El primer Senos Domecq destila un inequívoco aroma arltiano, tal y como si Borges y Bioy imitasen, amparados en el misterio de la máscara, a su mucho más incomprendido contrincante. Transcurrido un tiempo, estas narraciones en comandita, ciertas de ellas referenciadas a Suárez Lynch, acólito (ficcional) de un Senos Domecq ahora completamente irrefrenado –“agárrense, marmotas, que en este momento les enseño el dulce de leche!–, o rubricadas con el nombre de sus genuinos autores (como pasa en las Crónicas o los Nuevos Cuentos), adoptan otros tonos, siempre y en todo momento inquietantes, como la distopía política, la sátira artística o la carnalidad liberada. La celebración de los monstruos es el ejemplo categórico: cuenta como una turba de entusiastas, devota de un líder populista, lapida a inmigrantes judíos. Escrito a lo largo de la etapa mucho más temprana del peronismo, esta historia contra los espectros del nacionalismo trabaja con la fértil intuición de hechos que todavía no se han manifestado con plena intensidad sobre el ámbito público.

Borges Bioy

La colaboración entre Borges y Bioy desemboca, como ahora hemos adelantado, en la escritura cinematográfica.
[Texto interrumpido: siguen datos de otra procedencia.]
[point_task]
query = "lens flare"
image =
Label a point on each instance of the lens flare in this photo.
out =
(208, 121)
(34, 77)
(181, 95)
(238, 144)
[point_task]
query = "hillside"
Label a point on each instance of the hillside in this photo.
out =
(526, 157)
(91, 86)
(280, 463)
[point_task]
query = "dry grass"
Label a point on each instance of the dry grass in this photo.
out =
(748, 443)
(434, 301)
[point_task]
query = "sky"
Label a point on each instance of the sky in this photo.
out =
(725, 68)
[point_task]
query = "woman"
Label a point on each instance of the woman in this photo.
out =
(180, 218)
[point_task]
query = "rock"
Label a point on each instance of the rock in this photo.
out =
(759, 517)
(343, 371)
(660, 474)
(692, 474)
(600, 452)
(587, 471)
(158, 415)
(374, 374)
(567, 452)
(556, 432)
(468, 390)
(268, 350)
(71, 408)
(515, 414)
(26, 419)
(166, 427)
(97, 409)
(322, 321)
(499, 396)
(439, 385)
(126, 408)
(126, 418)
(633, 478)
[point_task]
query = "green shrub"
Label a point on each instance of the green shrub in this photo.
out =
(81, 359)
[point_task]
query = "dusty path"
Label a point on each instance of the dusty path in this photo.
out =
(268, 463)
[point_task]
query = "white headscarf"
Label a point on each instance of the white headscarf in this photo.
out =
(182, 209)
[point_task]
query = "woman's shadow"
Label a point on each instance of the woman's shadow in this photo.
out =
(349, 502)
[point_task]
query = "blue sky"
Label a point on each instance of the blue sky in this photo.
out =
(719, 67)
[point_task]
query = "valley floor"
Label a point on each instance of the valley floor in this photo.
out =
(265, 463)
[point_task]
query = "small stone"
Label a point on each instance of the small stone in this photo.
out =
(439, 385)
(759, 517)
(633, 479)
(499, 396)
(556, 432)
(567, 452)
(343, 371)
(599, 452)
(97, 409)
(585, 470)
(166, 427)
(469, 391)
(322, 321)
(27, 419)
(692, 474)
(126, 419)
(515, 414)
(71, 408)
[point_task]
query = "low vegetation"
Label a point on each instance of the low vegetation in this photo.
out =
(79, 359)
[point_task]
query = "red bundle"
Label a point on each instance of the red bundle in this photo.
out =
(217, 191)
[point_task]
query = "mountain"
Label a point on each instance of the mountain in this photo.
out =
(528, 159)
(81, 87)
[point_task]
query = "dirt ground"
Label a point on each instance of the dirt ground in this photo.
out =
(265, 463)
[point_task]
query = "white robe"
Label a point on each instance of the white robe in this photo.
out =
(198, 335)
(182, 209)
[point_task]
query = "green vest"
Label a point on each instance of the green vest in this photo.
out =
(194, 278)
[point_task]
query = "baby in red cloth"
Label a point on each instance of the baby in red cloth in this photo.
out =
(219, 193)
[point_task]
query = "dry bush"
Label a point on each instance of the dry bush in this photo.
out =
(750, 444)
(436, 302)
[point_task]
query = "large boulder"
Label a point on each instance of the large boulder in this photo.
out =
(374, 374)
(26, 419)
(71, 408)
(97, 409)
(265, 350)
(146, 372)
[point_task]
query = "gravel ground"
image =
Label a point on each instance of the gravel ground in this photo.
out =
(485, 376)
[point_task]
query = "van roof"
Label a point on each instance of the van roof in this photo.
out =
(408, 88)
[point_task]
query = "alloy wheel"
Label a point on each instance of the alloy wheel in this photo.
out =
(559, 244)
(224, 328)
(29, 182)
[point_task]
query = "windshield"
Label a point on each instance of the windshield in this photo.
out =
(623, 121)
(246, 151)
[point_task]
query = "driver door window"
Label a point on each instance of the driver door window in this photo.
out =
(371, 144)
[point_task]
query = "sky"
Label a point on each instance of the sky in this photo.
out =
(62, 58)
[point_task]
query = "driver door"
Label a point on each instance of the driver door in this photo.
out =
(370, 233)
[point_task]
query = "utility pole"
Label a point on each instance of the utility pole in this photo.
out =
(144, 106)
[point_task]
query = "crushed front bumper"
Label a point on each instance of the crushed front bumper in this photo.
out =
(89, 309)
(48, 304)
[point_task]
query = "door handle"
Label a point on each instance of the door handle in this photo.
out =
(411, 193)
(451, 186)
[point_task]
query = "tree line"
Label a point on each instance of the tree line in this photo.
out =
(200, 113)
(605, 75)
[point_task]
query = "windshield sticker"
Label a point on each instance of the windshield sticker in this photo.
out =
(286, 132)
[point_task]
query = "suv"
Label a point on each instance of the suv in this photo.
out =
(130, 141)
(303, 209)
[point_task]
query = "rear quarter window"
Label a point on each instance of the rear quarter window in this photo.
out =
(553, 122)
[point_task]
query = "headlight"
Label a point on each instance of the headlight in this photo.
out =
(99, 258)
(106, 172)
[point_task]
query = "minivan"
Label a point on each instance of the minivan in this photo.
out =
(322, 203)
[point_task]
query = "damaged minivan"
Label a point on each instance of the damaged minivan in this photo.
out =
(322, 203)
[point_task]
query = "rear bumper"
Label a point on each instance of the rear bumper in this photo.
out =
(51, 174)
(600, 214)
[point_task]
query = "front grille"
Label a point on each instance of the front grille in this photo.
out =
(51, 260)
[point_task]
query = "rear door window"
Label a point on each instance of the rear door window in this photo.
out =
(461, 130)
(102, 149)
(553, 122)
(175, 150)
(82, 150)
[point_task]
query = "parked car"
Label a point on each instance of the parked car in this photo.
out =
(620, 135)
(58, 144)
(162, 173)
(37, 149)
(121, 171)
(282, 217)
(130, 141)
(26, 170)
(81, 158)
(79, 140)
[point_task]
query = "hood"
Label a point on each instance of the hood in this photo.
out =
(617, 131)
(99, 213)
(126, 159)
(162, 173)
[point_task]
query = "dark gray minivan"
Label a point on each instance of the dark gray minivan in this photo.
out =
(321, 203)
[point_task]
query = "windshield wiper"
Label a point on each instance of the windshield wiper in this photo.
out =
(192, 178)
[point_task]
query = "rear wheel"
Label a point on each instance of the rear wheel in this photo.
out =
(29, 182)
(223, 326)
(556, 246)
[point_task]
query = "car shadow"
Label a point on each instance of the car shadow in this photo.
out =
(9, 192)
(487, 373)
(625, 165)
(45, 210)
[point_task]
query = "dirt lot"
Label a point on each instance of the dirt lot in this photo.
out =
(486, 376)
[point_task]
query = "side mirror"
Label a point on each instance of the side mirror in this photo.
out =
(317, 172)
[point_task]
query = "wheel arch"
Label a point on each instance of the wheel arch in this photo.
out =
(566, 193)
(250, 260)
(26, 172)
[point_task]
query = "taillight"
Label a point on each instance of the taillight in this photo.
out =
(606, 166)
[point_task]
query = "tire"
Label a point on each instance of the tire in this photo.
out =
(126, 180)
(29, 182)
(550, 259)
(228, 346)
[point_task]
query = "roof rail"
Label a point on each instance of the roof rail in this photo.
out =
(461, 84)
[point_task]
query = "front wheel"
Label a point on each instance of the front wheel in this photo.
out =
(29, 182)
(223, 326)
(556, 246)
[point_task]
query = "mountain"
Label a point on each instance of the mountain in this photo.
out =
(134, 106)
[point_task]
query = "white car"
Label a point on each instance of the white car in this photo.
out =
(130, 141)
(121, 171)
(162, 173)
Juntos escribieron los guiones de Los orilleros y El paraíso de los fieles y los razonamientos de Invasión y Los otros. El directivo Hugo Santiago rodó largos con los 2 últimos contenidos escritos, al paso que los primeros fueron recogidos en 1955 en un volumen en cuyo prólogo, de datación contradictoria, Borges y Bioy declaran su preceptiva sobre el cine:

“Los 2 largos que tienen dentro este volumen admiten, o desearon admitir, las distintas convenciones del cinematógrafo. No nos atrajo al escribirlos un propósito de innovación: emprender un género y también crear en él nos pareció excesiva temeridad. El lector de estas páginas encontrará, de forma previsible, el boy meets girl y el happy ending o, como ahora se ha dicho en la Epístola al magnífico y victorioso señor Cangrande de ella Scala, el tragicum principium et comicum finem, las peripecias peligrosas y el feliz desenlace. Es realmente posible que semejantes convenciones sean reprochables: en lo que se refiere a nosotros, hemos visto que los largos que recordamos con mucho más emoción –los de Sternberg, los de Lubitsch– las respetan sin mayor desventaja”.

Invasión, borges y bioy

Borges y Bioy aceptan las reglas (melodramáticas) de la escenificación pues son siendo conscientes de que estas restricciones del género –los individuos huecos, las ocasiones efectistas, los efectos dialogados, la contención verbal, la necesidad imperiosa de hallar la identificación del espectador– forman una parte del código habitual. “Sospechamos que la última razón que nos movió fue el anhelo de cumplir de alguna forma con algunos arrabales, con algunas noches y crepúsculos, con la mitología oral del valor y con la humilde música valiente que recuerdan las guitarras”. Todo lo mencionado está condensado en la Milonga de Manuel Flores, donde Buenos Aires se transforma en Aquilea, y un hombre, solo, piensa en su muerte.